METTL3-mediated TIGAR m6A modification and its role in microglia activation related to Alzheimer’s disease

Objective This study focused on clarifying whether methyltransferase3 (METTL3) participates in the polarization and activation of microglia in Alzheimer’s disease (AD) by mediating the N6-methyladenosine (m6A) modification level of TP53-induced glycolysis and apoptosis regulator (TIGAR). Methods Human microglia HMC3 cells were transfected with overexpression or knockdown lentivirus of METTL3, TIGAR, or TIGAR before being induced by Aβ treatment to establish an in-vitro AD cell model. The expression of TIGAR and METTL3 was measured by real-time quantitative PCR and western blot. Microglial polarization was assessed by detecting the expression of M1 microglia marker CD86 and M2 marker CD206 using immunofluorescence and measuring the protein expression of M1-associated iNOS and IL-1β, and M2-associated Arg-1 and IL-10 using western blot.

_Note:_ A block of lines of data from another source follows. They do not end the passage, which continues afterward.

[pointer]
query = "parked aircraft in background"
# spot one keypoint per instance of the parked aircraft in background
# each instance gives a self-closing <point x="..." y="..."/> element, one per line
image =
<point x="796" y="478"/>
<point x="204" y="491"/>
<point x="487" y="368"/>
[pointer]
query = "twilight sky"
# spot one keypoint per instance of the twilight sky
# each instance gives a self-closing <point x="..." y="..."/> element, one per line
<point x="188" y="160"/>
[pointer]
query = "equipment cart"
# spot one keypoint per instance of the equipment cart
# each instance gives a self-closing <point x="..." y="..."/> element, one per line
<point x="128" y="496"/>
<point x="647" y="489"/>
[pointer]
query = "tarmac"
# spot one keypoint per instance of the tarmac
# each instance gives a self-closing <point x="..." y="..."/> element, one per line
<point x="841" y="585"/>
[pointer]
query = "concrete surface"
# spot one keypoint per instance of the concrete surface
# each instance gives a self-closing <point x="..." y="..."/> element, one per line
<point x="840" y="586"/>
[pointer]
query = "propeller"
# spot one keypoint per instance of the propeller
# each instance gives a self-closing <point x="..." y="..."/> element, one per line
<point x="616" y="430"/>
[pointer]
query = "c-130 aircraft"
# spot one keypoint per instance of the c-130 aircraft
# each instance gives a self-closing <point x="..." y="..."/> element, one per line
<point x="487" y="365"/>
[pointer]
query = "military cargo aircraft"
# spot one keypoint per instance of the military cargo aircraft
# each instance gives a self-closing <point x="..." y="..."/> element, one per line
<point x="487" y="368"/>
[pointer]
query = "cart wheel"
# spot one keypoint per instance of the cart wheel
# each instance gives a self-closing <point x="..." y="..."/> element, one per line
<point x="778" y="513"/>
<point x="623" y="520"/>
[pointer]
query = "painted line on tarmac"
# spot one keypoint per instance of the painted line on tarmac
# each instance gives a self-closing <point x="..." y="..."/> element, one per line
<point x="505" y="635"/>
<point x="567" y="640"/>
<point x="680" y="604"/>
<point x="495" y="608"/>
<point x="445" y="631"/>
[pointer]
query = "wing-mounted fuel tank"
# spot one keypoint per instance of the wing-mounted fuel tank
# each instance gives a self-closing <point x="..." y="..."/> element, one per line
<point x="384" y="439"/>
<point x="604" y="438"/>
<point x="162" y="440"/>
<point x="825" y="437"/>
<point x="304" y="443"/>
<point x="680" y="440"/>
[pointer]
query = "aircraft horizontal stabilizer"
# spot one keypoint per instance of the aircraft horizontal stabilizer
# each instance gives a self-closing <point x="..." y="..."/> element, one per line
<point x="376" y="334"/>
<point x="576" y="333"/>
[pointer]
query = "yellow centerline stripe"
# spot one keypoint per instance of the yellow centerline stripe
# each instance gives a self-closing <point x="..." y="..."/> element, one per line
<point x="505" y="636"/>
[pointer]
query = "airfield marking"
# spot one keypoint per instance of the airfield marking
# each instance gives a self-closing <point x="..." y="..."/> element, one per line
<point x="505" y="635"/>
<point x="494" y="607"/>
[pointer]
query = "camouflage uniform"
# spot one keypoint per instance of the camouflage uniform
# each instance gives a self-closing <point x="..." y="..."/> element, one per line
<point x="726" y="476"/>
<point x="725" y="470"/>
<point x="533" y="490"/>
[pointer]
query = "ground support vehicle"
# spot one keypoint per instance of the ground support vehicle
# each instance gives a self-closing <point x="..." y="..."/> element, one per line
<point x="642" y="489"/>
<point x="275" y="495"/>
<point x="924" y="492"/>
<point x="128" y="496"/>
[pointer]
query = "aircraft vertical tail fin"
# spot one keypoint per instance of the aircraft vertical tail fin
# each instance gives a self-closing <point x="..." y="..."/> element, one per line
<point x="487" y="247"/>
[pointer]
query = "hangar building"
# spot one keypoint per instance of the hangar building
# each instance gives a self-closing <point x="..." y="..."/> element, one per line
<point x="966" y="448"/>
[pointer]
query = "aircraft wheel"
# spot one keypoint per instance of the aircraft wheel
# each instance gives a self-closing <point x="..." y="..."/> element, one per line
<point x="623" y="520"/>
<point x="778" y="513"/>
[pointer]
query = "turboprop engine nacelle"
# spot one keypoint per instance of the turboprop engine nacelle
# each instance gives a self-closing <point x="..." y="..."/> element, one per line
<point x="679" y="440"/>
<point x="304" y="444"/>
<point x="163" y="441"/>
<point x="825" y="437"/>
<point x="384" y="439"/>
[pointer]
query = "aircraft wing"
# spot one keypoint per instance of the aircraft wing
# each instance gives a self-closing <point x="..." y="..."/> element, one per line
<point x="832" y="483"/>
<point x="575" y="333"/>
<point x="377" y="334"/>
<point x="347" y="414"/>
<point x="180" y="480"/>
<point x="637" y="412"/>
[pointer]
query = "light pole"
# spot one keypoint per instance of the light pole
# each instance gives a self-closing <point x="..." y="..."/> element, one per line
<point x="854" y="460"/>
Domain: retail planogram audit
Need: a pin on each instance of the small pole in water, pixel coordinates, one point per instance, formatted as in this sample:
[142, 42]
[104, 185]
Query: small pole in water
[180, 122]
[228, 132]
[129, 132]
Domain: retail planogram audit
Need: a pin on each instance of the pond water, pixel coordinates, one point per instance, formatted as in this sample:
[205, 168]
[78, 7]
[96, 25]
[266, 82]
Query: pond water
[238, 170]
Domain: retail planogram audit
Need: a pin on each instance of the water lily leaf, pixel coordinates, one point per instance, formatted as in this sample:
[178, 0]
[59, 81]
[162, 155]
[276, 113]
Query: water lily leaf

PAR-CLIP was employed to examine the binding of METTL3 to TIGAR mRNA, and MeRIP was used to measure the m6A level of TIGAR mRNA. The stability of TIGAR mRNA was evaluated by an actinomycin D assay. Results In Aβ-induced HMC3 cells, both METTL3 and TIGAR expressions were reduced. Aβ treatment in HMC3 cells increased M1 polarization and decreased M2 polarization. But this effect was partially reversed by overexpression of either METTL3 or TIGAR. METTL3 binds to TIGAR mRNA and increases its m6A level, thereby promoting TIGAR mRNA stability. Conclusion METTL3 modulates the balance of Aβ-induced polarization and microglia activation in HMC3 cells by upregulating TIGAR, promoting polarization toward an anti-inflammatory profile.